Hawtrey met her gaze for a moment, and then made a sign of acquiescence as he turned his eyes away. He recognized that this was a new Agatha, one whose will was stronger than his. Yet he was astonished that he had yielded so readily.
“Well,” he agreed, “if it must be, I can only give way to you, but I must be free to come over here whenever I wish.” Suddenly a thought struck him. “But you may hare to go away,” he added, with sudden concern. “If I am to wait six months, what are you to do in the meanwhile?”
Agatha smiled wearily. Now that the respite had been granted her, the question he had raised was not one that caused her any great concern.
“Oh,” she answered, “we can think of that later. I have borne enough to-day. This has been a little hard upon me, Gregory.”
“I don’t think it has been particularly easy for either of us,” returned Hawtrey, with grimness. “Anyway, it seems that I’m only distressing you.” There was a baffled, puzzled look in his face. “Naturally, this is so unexpected that I don’t know what to say. I’ll come back when I feel I’ve grasped the situation.”
Taking one of her hands, he stooped and kissed her cheek.
“My dear,” he said, “I only want to make it as easy as I can. You’ll try to think of me favorably.”
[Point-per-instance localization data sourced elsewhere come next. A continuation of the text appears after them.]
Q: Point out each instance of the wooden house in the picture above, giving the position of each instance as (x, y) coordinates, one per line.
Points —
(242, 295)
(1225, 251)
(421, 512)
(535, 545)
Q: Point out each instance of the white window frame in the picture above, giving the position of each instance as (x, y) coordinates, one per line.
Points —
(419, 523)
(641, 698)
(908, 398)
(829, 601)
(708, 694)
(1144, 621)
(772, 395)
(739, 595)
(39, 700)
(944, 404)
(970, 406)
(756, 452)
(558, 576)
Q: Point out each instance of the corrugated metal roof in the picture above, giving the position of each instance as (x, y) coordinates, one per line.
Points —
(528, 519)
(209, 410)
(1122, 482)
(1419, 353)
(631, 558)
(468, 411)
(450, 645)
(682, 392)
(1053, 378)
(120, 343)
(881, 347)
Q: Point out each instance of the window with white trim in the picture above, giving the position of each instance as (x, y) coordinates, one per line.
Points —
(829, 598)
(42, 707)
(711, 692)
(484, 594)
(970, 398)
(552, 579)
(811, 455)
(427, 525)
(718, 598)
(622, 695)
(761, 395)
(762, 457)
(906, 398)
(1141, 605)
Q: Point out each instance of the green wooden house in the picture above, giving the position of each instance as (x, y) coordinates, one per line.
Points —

He went out and left her sitting beside the open window. A warm breeze swept into the room; outside a blaze of sunshine rested on the prairie. The ground about the house was torn up with wheel ruts, for the wooden building rose abruptly without fence or garden from the waste of whitened grass. Close to the house stood a birch-log barn or stables, its sides curiously ridged and furrowed where the trunks were laid on one another. Further away rose a long building of sod, and a great shapeless yellow mound with a domed top towered behind it. It was most unlike a trim English rick, and Agatha wondered what it could be. As a matter of fact, it was a not uncommon form of granary, the straw from the last thrashing flung over a birch-pole framing. Behind it ran a great breadth of knee-high stubble, blazing ocher and cadmium in the sunlight. It had evidently extended further than it did, for a blackened space showed where a fire had been lighted to destroy it. In the big field Hastings was plowing. Clad in blue duck he plodded behind his horses, which stopped now and then when the share jarred against a patch of still frozen soil. Further on two other men, silhouetted in blue against the whitened grass, drove spans of slowly moving oxen that hauled big breaker plows, and the lines of clods that lengthened behind them gleamed in the sunlight a rich chocolate-brown. Beyond them the wilderness ran unbroken to the horizon.
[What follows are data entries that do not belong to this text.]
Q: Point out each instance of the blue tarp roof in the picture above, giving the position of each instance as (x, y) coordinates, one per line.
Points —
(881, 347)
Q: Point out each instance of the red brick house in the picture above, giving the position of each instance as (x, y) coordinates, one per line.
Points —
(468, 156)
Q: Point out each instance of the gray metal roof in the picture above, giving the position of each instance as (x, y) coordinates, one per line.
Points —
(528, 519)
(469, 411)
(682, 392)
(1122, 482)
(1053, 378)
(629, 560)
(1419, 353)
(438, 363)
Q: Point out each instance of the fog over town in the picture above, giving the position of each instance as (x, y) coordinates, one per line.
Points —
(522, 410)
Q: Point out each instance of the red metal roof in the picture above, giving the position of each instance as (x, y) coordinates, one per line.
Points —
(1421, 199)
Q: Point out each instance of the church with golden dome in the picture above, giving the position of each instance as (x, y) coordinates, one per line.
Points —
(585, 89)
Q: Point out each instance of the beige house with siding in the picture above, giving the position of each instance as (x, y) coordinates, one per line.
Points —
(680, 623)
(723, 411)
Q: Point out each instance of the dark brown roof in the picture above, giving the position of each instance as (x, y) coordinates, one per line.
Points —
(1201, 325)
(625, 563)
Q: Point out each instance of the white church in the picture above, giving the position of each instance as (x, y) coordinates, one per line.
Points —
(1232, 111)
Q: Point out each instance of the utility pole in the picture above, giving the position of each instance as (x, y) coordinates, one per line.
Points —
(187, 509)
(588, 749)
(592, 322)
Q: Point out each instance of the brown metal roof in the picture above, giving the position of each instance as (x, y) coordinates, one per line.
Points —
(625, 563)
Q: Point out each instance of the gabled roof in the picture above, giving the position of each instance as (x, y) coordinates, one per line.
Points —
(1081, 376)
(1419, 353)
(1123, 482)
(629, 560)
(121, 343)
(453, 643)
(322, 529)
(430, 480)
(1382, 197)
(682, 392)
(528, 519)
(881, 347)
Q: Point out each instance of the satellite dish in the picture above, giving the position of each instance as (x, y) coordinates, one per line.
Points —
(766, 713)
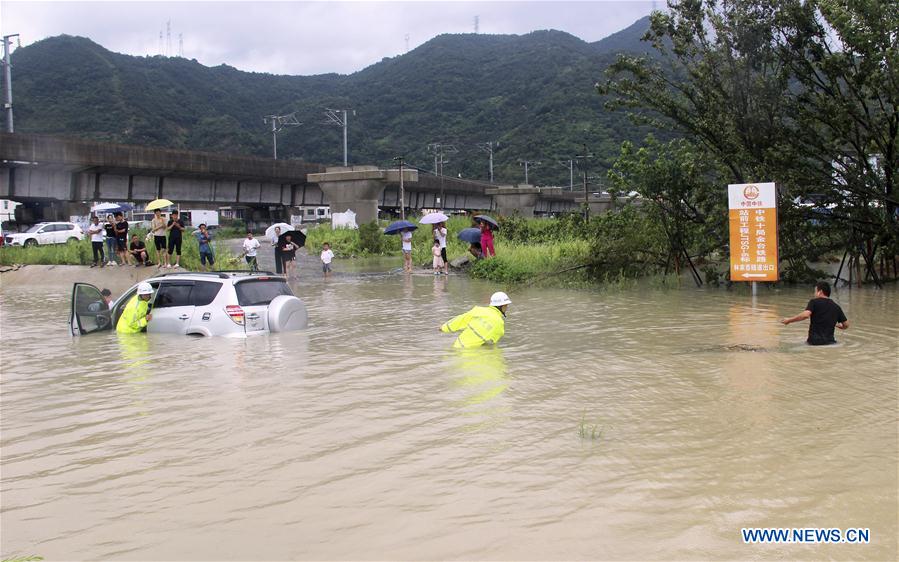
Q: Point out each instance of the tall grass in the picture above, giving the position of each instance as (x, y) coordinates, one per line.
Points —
(80, 253)
(347, 243)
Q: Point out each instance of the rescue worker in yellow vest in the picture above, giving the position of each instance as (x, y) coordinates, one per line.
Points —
(482, 324)
(136, 313)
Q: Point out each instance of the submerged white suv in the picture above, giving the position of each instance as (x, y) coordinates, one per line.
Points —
(203, 304)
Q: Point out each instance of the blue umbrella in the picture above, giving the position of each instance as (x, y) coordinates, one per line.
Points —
(399, 226)
(470, 235)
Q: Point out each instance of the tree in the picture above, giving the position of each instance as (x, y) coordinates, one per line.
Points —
(800, 92)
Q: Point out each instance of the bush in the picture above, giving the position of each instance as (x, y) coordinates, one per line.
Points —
(371, 238)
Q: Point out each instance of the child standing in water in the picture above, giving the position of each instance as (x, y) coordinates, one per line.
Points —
(438, 257)
(487, 240)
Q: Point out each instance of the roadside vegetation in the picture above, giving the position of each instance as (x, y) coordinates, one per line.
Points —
(801, 93)
(80, 253)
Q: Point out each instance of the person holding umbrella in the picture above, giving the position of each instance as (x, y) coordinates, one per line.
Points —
(111, 247)
(279, 255)
(473, 237)
(157, 228)
(487, 225)
(440, 233)
(175, 227)
(404, 229)
(289, 254)
(482, 324)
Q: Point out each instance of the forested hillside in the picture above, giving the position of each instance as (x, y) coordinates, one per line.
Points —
(532, 94)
Agatha gazed at it all vacantly, but the newness and strangeness of it reacted upon her. She felt very desolate and lonely, but she remembered that she must still grapple with a practical difficulty. She could not stay with Mrs. Hastings indefinitely, and she had not the least notion where to go or what she was to do. She was leaning back in her chair wearily with half-closed eyes when her hostess came in and looked at her with a smile that suggested comprehension. Mrs. Hastings was thin, and seemed a trifle worn, but she had shrewd, kindly eyes. She wore a plain print dress which was dusted here and there with flour.
“So you have sent him away!” she exclaimed.